The server must keep compatibility across OpenAI, Responses, and Anthropic clients.

  • GET /v1/models/deepseek-v4-flash and GET /v1/models/deepseek-v4-pro should both serve whichever GGUF is loaded.
  • Test OpenAI chat completion, OpenAI Responses, and Anthropic messages.
  • Test SSE streaming with thinking enabled and disabled.
  • Test keepalive during long prefill and confirm clients do not time out.
  • Test --trace and confirm rendered prompts, cache decisions, generated text, and tool-parser events are useful without leaking unrelated state.

11. ds4-agent

The agent is the most stateful component. Test it manually, not only by build.

  • Startup banner, status bar, help, /power, /save, /list, /switch, /history, /compact, /new, /del, and /strip.
  • Ctrl+C during generation, during prefill, during a web fetch, and during a long tool call. After Stopped by user, typing a new prompt must work.
  • Queue messages while the model is busy. Queued messages must not skip tool execution; after tool results, the queued user text must be provided.
  • Read/search/edit/write tools: create a temp project, ask for edits, verify old/new and [upto] anchored edits fail safely on ambiguous matches and do not require retyping whole files.
  • Real coding edit loop: delete /tmp/mymandel, ask ds4-agent to create a small C ASCII Mandelbrot program there, build and run it, then in a second user turn ask for a small modification that should naturally use the edit tool, such as changing the ASCII character ramp or output dimensions. Verify the agent edits the existing file instead of rewriting the whole project, and that the final program still builds and runs.
  • Bash tools: test short output, large output truncation, non-zero exit output, long-running jobs, bash_status, and bash_stop.
  • Web tools: google_search and visit_page should ask for visible Chrome approval with timeout, open pages without stealing focus when possible, extract Markdown, close tabs, and handle consent/privacy walls as tool errors the model can see.
  • TUI: test multiline prompt editing, history navigation, queued prompt display, status bar fill to terminal width, syntax highlighting in Markdown/code blocks, and SSH/remote terminal flicker.

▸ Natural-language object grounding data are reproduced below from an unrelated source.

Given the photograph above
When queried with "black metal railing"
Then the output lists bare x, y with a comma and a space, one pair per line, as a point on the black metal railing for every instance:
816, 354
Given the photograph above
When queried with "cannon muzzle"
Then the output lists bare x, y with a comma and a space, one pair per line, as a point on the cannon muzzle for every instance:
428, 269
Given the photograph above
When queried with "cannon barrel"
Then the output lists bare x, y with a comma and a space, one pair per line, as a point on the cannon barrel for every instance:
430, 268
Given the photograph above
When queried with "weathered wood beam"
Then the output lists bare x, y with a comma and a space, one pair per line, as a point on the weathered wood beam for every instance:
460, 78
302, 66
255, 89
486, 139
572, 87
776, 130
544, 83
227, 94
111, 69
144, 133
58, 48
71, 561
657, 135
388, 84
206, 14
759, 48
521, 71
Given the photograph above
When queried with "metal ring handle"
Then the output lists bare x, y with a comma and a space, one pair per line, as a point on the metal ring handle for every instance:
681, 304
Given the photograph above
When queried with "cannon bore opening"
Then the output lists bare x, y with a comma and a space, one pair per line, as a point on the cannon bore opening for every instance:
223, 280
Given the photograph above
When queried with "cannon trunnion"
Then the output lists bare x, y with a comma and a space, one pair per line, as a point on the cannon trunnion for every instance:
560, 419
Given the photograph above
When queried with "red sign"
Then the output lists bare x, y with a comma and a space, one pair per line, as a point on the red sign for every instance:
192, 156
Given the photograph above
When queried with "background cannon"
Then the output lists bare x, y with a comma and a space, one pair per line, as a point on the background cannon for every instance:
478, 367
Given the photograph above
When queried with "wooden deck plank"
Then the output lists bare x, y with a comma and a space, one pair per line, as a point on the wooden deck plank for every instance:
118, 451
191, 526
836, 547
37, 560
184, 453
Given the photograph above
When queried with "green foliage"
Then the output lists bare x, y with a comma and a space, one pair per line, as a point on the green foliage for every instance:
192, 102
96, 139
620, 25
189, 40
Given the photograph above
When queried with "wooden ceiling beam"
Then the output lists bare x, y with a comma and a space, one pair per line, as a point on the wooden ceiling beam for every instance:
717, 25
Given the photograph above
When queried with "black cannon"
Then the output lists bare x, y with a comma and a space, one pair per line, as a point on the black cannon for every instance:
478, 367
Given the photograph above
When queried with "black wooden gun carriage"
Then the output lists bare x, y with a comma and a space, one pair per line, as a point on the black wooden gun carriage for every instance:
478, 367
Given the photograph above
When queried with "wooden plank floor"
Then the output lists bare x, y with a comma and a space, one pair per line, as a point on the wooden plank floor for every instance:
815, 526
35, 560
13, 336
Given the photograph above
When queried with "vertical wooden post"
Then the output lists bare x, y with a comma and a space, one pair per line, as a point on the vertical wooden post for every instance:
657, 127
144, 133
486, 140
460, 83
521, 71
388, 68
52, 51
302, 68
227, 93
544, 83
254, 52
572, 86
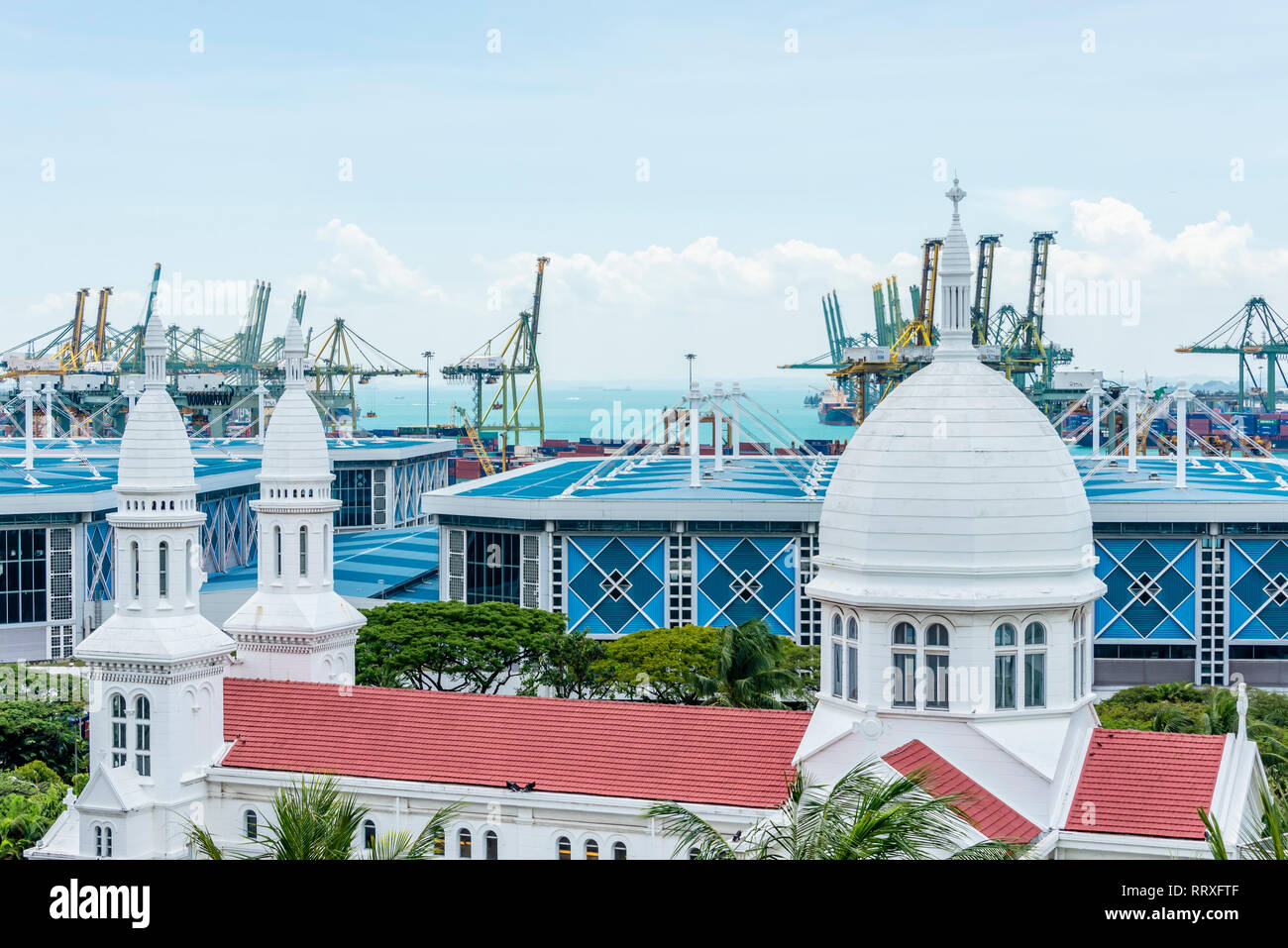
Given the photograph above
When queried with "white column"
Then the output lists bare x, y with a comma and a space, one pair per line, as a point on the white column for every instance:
717, 425
1181, 395
695, 437
29, 395
1132, 414
735, 419
259, 419
1095, 391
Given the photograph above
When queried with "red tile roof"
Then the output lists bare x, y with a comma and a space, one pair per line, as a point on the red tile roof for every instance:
733, 756
1145, 784
988, 814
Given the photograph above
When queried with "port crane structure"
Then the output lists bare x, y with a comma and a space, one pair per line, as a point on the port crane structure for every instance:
1256, 333
213, 378
514, 408
1014, 343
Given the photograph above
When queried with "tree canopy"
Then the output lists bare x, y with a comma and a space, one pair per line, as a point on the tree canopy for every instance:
487, 646
454, 647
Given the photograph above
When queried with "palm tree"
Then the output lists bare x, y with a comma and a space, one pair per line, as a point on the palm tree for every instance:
751, 670
313, 819
861, 817
1274, 826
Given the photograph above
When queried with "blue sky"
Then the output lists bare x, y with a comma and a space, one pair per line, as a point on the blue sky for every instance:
769, 171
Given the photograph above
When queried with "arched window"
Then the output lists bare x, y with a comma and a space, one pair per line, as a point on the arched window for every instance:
134, 566
851, 659
903, 660
936, 666
1004, 666
103, 841
143, 736
1034, 665
119, 729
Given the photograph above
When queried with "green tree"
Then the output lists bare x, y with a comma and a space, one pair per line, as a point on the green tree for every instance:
314, 820
1274, 832
661, 664
40, 730
575, 666
454, 647
752, 669
31, 797
861, 817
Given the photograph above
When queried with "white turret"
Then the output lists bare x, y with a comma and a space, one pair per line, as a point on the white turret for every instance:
156, 665
295, 627
953, 285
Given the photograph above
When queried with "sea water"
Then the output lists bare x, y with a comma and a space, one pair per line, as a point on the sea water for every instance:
604, 412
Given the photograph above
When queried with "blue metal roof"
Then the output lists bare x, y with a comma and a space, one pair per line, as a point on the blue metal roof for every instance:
1207, 479
90, 468
378, 562
53, 475
660, 478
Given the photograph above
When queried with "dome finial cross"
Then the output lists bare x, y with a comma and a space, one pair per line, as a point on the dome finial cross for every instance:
954, 194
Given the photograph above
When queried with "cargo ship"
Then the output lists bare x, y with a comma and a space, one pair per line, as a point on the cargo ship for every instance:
836, 408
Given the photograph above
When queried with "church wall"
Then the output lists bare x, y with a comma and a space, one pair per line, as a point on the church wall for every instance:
528, 826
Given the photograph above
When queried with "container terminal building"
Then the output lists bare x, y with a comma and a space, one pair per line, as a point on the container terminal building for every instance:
56, 553
1196, 575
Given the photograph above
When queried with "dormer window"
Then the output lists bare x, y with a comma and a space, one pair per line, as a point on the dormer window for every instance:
903, 657
1019, 665
1004, 666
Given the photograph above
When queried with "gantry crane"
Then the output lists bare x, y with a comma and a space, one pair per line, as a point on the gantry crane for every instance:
1256, 333
476, 442
984, 252
515, 369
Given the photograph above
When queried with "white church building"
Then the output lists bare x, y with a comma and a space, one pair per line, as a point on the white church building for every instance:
956, 574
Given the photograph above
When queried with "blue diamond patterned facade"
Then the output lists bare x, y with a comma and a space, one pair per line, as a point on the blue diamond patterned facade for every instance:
1150, 588
616, 583
742, 579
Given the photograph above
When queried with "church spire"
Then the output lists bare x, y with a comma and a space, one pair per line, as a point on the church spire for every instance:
154, 353
953, 285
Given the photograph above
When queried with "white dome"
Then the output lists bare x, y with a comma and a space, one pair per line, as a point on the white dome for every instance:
956, 489
295, 442
155, 451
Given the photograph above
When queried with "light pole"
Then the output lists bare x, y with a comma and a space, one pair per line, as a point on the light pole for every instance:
428, 356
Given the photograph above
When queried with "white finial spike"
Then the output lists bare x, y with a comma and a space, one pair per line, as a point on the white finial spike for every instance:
154, 353
294, 351
1241, 704
956, 194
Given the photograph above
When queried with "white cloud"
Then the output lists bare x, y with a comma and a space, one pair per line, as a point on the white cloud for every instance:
359, 264
634, 313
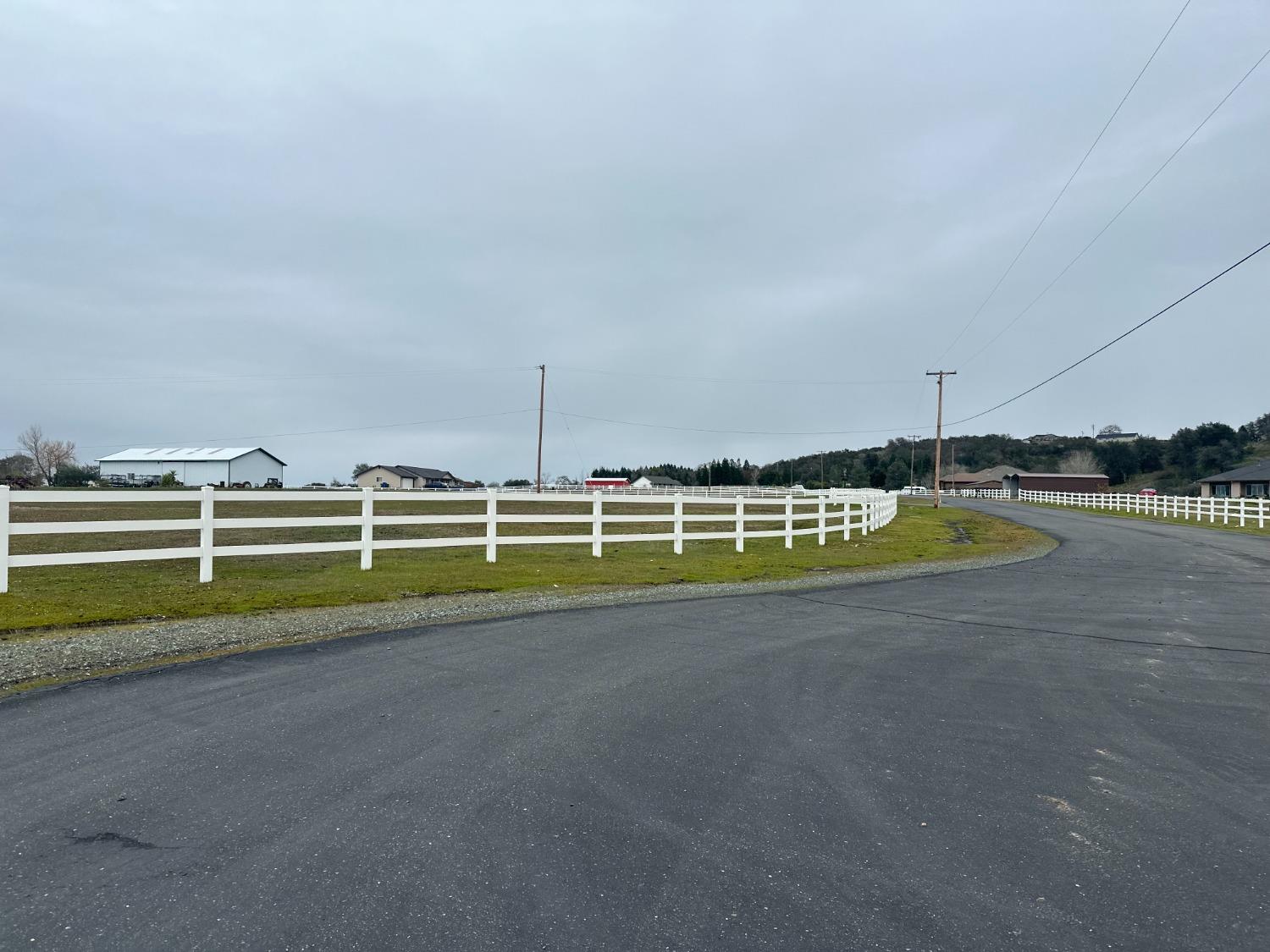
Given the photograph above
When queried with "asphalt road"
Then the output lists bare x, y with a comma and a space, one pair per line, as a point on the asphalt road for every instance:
1061, 754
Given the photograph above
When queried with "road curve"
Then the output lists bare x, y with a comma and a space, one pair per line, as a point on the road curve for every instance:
1061, 754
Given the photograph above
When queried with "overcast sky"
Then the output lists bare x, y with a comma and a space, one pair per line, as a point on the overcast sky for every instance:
264, 218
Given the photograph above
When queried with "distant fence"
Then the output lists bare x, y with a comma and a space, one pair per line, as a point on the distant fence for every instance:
1245, 512
833, 510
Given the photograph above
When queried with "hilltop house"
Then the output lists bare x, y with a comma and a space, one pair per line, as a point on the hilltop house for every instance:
1250, 480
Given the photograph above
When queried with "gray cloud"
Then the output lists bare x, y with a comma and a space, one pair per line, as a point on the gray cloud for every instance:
742, 190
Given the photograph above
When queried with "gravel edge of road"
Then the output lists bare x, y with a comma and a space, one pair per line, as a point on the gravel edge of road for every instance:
81, 654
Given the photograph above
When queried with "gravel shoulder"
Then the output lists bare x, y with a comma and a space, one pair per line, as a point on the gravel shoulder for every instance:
93, 652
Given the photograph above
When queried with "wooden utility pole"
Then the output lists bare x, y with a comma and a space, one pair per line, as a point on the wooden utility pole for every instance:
939, 428
543, 393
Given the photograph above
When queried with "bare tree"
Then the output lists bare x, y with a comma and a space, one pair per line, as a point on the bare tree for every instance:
1079, 461
46, 454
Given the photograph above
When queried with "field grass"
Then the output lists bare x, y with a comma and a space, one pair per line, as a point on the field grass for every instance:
53, 597
1163, 520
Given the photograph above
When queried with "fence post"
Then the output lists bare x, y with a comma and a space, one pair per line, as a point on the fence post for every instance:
492, 525
4, 540
597, 523
367, 525
206, 515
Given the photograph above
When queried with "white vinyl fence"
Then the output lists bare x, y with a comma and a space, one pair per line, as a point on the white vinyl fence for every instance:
1244, 512
833, 510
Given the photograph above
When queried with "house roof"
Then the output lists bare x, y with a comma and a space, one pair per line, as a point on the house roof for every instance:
1260, 470
658, 480
988, 475
422, 472
183, 454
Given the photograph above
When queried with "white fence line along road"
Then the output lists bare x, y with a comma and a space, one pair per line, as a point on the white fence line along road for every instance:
1246, 510
833, 510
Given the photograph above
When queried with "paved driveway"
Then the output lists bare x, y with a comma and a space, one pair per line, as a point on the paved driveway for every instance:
1063, 754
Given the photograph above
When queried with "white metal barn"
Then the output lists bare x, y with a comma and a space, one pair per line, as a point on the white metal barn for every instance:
197, 466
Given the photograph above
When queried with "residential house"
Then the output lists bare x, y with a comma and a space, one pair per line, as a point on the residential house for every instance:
655, 482
1054, 482
983, 479
408, 477
1246, 482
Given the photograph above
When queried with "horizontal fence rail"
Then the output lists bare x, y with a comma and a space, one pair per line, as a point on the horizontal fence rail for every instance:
980, 493
1246, 510
832, 510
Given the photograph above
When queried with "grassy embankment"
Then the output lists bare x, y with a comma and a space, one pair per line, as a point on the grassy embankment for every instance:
52, 597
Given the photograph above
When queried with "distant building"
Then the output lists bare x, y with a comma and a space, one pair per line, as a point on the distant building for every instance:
408, 477
251, 466
654, 482
1117, 437
1054, 482
1246, 482
983, 479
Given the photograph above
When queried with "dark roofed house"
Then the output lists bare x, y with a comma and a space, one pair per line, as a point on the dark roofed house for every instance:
983, 479
1250, 480
655, 482
1054, 482
408, 477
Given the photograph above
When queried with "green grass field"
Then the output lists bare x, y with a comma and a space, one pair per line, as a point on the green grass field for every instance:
58, 597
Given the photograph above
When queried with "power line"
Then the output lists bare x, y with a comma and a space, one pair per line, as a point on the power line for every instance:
734, 433
568, 428
1117, 339
1114, 217
314, 433
1066, 184
732, 380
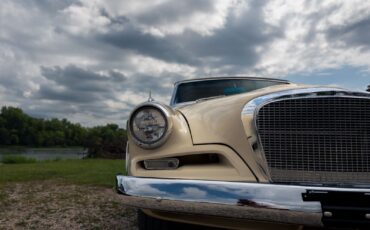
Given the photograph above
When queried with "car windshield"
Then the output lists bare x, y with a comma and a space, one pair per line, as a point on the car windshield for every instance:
196, 90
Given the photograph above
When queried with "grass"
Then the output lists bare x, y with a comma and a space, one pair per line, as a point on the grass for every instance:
16, 159
100, 172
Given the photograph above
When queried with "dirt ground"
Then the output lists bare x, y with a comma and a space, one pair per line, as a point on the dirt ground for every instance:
51, 205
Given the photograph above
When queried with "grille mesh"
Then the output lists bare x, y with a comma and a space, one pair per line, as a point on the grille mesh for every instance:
319, 139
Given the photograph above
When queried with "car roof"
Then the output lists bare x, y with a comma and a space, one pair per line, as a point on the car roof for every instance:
230, 77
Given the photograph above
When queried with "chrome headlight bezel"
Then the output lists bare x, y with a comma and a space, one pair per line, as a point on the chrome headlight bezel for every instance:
165, 111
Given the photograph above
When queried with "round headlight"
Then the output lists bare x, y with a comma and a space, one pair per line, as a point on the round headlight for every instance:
150, 125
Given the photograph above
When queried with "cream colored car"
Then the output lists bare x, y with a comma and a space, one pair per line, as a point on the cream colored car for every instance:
250, 153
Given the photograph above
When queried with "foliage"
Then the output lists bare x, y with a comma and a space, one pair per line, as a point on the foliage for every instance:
99, 172
16, 159
18, 128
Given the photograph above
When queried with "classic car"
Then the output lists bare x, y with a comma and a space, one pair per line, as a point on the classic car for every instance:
250, 153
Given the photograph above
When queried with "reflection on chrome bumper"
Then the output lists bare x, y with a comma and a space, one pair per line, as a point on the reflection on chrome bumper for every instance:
255, 201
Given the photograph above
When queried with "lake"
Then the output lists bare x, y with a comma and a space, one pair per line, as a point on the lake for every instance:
45, 153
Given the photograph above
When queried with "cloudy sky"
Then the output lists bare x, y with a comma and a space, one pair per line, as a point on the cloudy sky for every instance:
91, 61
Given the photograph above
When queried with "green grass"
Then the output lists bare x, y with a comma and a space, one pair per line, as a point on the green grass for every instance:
17, 159
100, 172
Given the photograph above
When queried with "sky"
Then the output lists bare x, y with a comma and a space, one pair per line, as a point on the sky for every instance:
93, 61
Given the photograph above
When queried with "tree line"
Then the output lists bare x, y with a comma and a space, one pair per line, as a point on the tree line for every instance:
18, 128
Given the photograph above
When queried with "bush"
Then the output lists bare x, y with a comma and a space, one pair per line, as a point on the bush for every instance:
17, 159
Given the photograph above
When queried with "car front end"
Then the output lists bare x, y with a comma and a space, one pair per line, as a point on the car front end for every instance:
281, 156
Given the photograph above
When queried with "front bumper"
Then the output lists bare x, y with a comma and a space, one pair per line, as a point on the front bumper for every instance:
254, 201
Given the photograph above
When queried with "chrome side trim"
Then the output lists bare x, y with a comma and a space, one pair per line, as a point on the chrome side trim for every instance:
251, 106
267, 202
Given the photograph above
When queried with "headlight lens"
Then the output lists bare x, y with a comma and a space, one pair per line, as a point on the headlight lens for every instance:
148, 126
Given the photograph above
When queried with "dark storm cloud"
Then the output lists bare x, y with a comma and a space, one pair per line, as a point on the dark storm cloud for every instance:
174, 10
234, 44
352, 34
74, 84
131, 38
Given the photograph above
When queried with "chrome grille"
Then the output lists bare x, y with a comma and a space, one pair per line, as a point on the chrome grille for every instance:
316, 139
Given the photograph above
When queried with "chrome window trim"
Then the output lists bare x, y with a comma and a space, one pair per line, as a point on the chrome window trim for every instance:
167, 111
253, 107
176, 85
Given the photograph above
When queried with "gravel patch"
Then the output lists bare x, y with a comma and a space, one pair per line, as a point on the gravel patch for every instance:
55, 205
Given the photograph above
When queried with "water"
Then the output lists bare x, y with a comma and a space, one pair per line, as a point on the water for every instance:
45, 153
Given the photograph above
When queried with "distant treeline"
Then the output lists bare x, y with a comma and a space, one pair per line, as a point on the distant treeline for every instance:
18, 128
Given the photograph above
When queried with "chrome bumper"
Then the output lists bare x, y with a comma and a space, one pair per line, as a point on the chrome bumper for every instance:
254, 201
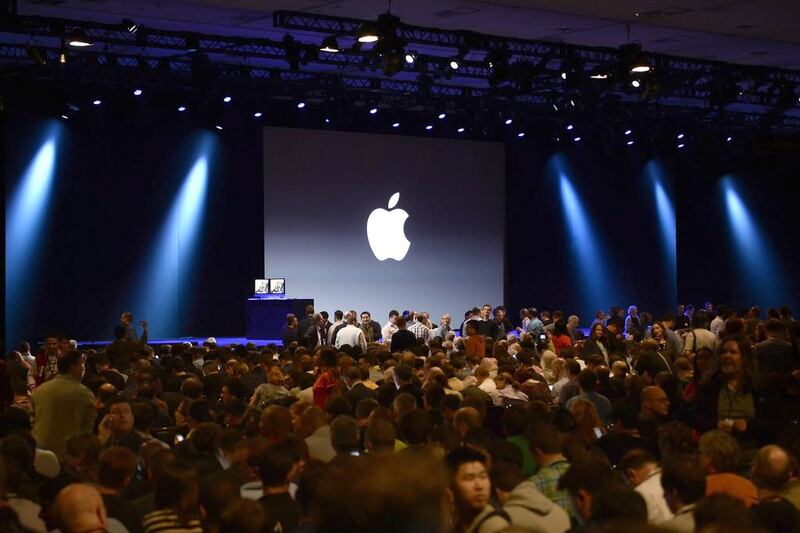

12. Download Script And Model Files

  • Test download_model.sh in a temporary directory so local weights are not overwritten.
  • Test one Flash target and one PRO target enough to verify URL, resume, Hugging Face CLI/curl behavior, file naming, and symlink policy.
  • Verify legacy removed targets fail clearly.
  • Verify README model names match the script and Hugging Face repository.

13. Performance And Power

  • Run ds4-bench on the release machine and compare with tracked CSV baselines.
  • Test --power 100 is not throttled.
  • Test --power 50 visibly reduces duty cycle in CLI, server, agent, eval, and bench where practical.
  • Confirm context buffer size, raw KV rows, compressed KV rows, and mmap behavior match expectations for 32k, 100k, and any release-advertised context size.

14. Release Sign-off

Do not sign off until:

  • macOS Metal Flash passed.
  • CUDA was tested on the CUDA machine or the release notes explicitly say CUDA was not validated.
  • ROCm was tested on Strix Halo or the release notes explicitly say ROCm was not validated.
  • Disk KV cache was exercised.
  • Server API streaming was exercised.
  • Agent interruption and tool loops were exercised manually.
  • Speed is within expected variance for the same hardware and model.
  • Any skipped item is written down with the reason.